Bicara
tentang tanggal 1 Juni, apa yang pertama kali terlintas dalam benak kita? Yap,
Hari Kelahiran Pancasila. Sabtu lalu, tepat tanggal 1 Juni 2013, saya berkunjung
ke LBH Jakarta bersama bagian kecil dari Sekolah Kita untuk bersama-sama memperingati
Hari Kelahiran Pancasila itu dalam sebuah acara yang bertajuk “Beda.Is.Me:
Jakarta Untuk Toleransi”.
Teks Pancasila |
Melirik
kembali pada teks Pancasila yang tertera di atas, seharusnya Pancasila bisa
menjadi sebuah dasar negara yang memersatukan seluruh rakyatnya. Namun kenyataannya
yang ada saat ini masih sangat jauh dari yang diharapkan. “Sebab, oleh para
pendiri bangsa yang merumuskannya, Pancasila diikhtiarkan untuk merajut
keberagaman,” tutur Mas Mayong, Direktur LBH Jakarta.
Jakarta
sebagai ibukota negara yang merangkum keberagaman dari berbagai pelosok bumi
tercinta tentunya harus mempunyai toleransi yang tinggi untuk menerima dan
menghargai perbedaan yang ada.
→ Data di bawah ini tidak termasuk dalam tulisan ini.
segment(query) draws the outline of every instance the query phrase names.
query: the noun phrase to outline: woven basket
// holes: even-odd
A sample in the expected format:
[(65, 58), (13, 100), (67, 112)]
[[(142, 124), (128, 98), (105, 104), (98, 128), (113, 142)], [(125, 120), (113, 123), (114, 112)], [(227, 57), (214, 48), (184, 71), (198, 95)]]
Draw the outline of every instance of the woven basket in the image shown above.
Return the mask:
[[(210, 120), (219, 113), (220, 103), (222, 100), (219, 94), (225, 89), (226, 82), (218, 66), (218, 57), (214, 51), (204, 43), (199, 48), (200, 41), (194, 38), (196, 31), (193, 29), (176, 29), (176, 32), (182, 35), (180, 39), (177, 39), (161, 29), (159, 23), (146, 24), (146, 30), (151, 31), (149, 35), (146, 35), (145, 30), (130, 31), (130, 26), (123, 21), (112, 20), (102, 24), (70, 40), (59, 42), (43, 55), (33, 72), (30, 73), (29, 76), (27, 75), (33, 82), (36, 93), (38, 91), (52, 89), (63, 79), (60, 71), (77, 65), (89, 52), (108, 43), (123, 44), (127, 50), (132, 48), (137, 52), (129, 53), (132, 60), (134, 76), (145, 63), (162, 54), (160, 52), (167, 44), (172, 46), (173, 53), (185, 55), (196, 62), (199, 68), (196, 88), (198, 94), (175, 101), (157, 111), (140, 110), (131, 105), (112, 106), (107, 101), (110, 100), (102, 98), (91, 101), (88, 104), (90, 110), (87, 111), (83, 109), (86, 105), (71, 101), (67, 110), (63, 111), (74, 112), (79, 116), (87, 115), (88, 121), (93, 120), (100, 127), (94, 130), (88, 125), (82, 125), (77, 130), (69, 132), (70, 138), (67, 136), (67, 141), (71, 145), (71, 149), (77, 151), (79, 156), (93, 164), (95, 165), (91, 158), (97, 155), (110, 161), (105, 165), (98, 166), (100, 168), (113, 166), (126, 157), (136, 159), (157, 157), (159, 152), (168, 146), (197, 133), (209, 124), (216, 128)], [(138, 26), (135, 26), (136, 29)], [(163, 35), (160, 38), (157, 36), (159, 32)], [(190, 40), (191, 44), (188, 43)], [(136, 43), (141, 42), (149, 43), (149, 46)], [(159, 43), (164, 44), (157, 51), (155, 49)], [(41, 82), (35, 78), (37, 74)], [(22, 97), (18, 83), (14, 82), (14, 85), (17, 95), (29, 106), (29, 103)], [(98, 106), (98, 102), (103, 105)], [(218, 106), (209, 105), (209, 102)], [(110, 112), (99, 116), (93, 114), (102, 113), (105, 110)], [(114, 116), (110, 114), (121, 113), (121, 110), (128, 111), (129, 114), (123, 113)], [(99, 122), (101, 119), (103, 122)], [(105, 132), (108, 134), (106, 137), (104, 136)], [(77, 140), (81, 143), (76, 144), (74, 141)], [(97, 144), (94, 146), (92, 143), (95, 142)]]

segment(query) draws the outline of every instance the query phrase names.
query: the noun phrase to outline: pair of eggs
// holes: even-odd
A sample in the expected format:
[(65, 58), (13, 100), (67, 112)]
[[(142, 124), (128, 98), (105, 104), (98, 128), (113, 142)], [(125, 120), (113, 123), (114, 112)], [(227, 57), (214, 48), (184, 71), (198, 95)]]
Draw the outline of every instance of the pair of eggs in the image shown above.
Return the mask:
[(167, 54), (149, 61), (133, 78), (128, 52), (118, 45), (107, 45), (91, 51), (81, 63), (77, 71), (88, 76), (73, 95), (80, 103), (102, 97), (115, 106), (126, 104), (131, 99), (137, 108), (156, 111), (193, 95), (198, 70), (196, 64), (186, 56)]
Diutamakan untuk para pemuda yang akan menjadi
penerus bangsa, acara ini menitipkan pesan yang sangat penting untuk kita
yaitu: kita harus mampu menghidupkan kesadaran dengan tindakan yang nyata dalam
mengembangkan toleransi dan penghargaan pada keberagaman yang ada.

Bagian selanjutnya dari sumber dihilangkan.